Seule est discutée la condition tenant à la désignation de la maladie, la société [3] soutenant que la caisse primaire d'assurance maladie ne rapporte pas la preuve que la pathologie déclarée par M. [Y] correspond à la désignation susvisée de la maladie du tableau 98 en ce que l'atteinte radiculaire de topographie concordante, associée à la hernie discale, n'est pas établie.
La maladie désignée au tableau 98 comporte deux éléments constitutifs : l'existence d'une hernie discale lombaire telle L4-L5 -non contestée en l'espèce- et une atteinte radiculaire de topographie concordante.
Il apparaît que le certificat médical initial susvisé ne fait pas état d'une atteinte radiculaire de topographie concordante, mais seulement d'une volumineuse hernie discale L4-L5. La fiche colloque médico-administratif ne reprend pas au titre du 'libellé complet du syndrome' l'atteinte radiculaire de topographie concordante, mentionnant seulement 'sciatalgies bilatérales volumineuse HD L4-L5 opérée le 24 novembre 2017". Elle précise un Code syndrome 098AAM51A dont la caisse primaire d'assurance maladie indique qu'il correspond à la pathologie 'sciatique par hernie discle L4-L5" et porte une croix dans la case 'oui' à la question 'les conditions médicales réglementaires du tableau sont-elles remplies ''. Enfin, il est fait état dans cette fiche d'une 'IRM' sans précision de date ni de nature, sur la ligne à renseigner 'document ayant permis de fixer la date de première constatation médicale de la maladie déclarée'.
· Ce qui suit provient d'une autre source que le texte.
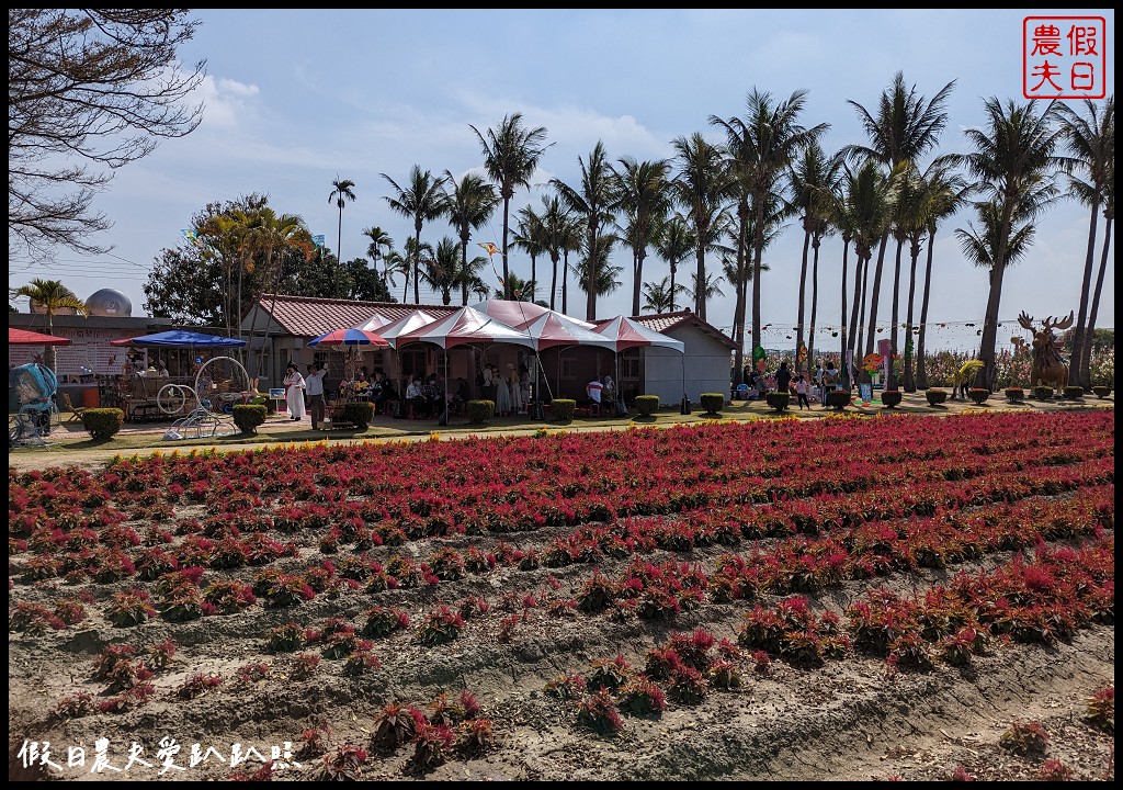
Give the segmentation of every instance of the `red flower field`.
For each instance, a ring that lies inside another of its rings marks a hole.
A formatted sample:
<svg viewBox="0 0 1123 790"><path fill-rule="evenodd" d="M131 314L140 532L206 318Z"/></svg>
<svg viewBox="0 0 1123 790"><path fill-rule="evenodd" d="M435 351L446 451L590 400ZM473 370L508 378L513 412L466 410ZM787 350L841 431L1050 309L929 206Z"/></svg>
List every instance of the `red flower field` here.
<svg viewBox="0 0 1123 790"><path fill-rule="evenodd" d="M1114 411L9 470L12 778L1114 778Z"/></svg>

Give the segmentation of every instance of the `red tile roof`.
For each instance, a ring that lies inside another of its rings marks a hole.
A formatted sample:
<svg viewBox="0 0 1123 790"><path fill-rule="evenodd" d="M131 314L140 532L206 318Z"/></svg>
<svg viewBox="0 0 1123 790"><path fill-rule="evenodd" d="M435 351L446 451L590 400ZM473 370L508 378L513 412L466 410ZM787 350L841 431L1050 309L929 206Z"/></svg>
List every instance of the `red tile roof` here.
<svg viewBox="0 0 1123 790"><path fill-rule="evenodd" d="M353 327L368 321L375 314L385 317L389 324L413 310L418 305L400 302L364 302L351 299L317 299L314 297L274 297L263 293L262 309L272 314L273 319L289 334L296 337L319 337L335 329ZM421 305L427 312L444 318L459 309L454 305Z"/></svg>
<svg viewBox="0 0 1123 790"><path fill-rule="evenodd" d="M676 329L682 326L693 326L706 333L707 335L713 335L715 338L718 338L721 343L728 345L730 348L737 348L737 343L734 343L729 335L727 335L712 324L707 324L706 321L702 320L696 315L694 315L690 309L678 310L676 312L656 312L647 316L632 316L631 318L636 321L639 321L648 329L663 333L664 335L666 335L669 329ZM611 320L611 319L605 319L605 320ZM603 324L604 321L597 320L596 323Z"/></svg>

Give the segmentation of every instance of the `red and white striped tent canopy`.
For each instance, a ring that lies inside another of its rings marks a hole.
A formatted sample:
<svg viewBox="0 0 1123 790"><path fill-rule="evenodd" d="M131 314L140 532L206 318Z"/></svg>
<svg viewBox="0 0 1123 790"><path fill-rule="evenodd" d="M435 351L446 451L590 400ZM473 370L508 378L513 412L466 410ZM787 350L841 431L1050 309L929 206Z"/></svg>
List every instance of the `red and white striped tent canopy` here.
<svg viewBox="0 0 1123 790"><path fill-rule="evenodd" d="M642 348L646 346L673 348L679 354L684 354L686 352L686 344L682 340L676 340L674 337L655 332L654 329L648 329L639 321L633 321L631 318L627 318L624 316L617 316L615 318L604 321L599 327L593 329L593 332L611 339L615 344L613 351L618 352L626 351L628 348Z"/></svg>

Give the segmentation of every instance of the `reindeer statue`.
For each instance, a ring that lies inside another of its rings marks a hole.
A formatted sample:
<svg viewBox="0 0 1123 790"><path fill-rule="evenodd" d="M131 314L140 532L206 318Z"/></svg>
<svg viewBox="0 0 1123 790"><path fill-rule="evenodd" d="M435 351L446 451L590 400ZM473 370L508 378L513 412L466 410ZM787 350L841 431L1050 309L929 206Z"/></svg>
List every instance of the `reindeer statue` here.
<svg viewBox="0 0 1123 790"><path fill-rule="evenodd" d="M1068 387L1068 364L1057 349L1057 336L1053 329L1068 329L1072 326L1072 312L1068 318L1053 323L1049 316L1041 323L1040 329L1033 328L1033 319L1024 311L1019 315L1017 323L1033 333L1033 366L1030 370L1030 387L1047 384L1054 390Z"/></svg>

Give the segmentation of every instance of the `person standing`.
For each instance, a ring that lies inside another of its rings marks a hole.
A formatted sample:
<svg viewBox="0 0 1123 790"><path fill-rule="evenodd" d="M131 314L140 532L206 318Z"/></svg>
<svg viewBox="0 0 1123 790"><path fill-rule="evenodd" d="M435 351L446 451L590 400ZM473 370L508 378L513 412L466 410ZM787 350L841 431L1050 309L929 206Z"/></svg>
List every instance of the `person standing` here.
<svg viewBox="0 0 1123 790"><path fill-rule="evenodd" d="M284 401L293 421L304 419L304 376L300 374L295 362L290 362L285 369Z"/></svg>
<svg viewBox="0 0 1123 790"><path fill-rule="evenodd" d="M319 362L308 366L304 385L308 391L309 410L312 412L312 430L327 429L323 425L323 376L327 374L328 371Z"/></svg>
<svg viewBox="0 0 1123 790"><path fill-rule="evenodd" d="M811 389L811 382L807 380L806 373L800 373L800 378L795 380L795 402L800 405L800 411L803 411L803 407L811 408L811 402L807 400L807 390Z"/></svg>

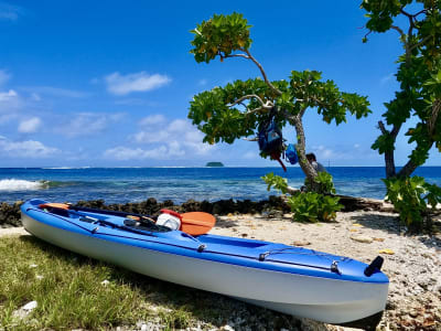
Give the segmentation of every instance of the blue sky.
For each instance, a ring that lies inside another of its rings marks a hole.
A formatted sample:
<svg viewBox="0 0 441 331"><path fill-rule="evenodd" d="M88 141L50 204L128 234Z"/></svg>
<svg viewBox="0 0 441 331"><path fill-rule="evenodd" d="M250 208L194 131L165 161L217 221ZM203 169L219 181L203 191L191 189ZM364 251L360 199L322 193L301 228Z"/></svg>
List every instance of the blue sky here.
<svg viewBox="0 0 441 331"><path fill-rule="evenodd" d="M206 65L189 53L197 22L233 11L252 24L251 53L270 79L318 70L368 96L373 114L338 127L310 109L308 151L326 166L383 166L370 145L402 50L394 32L362 43L357 1L0 0L0 167L277 166L256 142L202 143L186 119L194 94L259 75L240 58ZM292 128L283 134L293 142ZM401 136L398 166L408 153Z"/></svg>

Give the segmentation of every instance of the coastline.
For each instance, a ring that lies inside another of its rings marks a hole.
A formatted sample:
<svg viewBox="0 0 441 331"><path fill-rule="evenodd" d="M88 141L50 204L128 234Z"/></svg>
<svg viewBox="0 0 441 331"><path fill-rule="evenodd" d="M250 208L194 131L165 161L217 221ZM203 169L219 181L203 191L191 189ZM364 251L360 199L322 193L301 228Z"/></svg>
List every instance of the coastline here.
<svg viewBox="0 0 441 331"><path fill-rule="evenodd" d="M211 233L304 246L364 263L370 263L380 255L385 258L383 271L389 277L390 285L379 330L441 329L440 233L406 235L397 214L378 211L341 212L336 222L332 223L294 223L292 214L277 206L276 202L280 203L277 199L268 201L266 209L259 213L225 213L227 210L224 210L223 215L217 215L217 224ZM100 201L89 202L92 206L103 207L99 204ZM126 205L130 206L137 210L133 205ZM152 206L153 201L150 200ZM181 207L201 209L201 203L187 202ZM0 229L0 237L4 235L28 233L22 227L9 227ZM249 317L248 306L240 307L246 309L244 316ZM250 320L245 319L240 323L232 320L228 325L233 329L259 327L251 320L258 319L250 317ZM352 330L304 319L300 323L304 330ZM265 325L260 327L265 329Z"/></svg>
Contrairement à ce que soutient la caisse primaire d'assurance maladie, ces éléments ne permettent pas de s'assurer que la pathologie déclarée par M. [Y] répond à la définition de la pathologie désignée dans le tableau des maladies professionnelles, en l'absence de toute caractérisation de l'existence d'une atteinte radiculaire de topographie concordante, comme exigé par le tableau 98, le seul avis du service médical de la caisse -que ne corrobore aucun élément médical extrinsèque- ne pouvant y suppléer.
En conséquence, la condition relative à la désignation de la maladie telle que figurant au tableau n'étant pas remplie, le jugement entrepris qui a déclaré inopposable à l'employeur la prise en charge de la maladie de M. [Y] déclarée le 22 janvier 2018 sera confirmé.
La caisse primaire d'assurance maladie du [Localité 4], qui succombe, supportera la charge des dépens d'appel et sera déboutée de sa demande fondée sur l'article 700 du Code de procédure civile.
PAR CES MOTIFS:
Confirme le jugement du 17 novembre 2020 du Pôle social du tribunal judiciaire d'Orléans en toutes ses dispositions ;
Y ajoutant,
Condamne la caisse primaire d'assurance maladie du [Localité 4] aux dépens d'appel ;
Déboute la caisse primaire d'assurance maladie de sa demande formée au titre de l'article 700 du Code de procédure civile.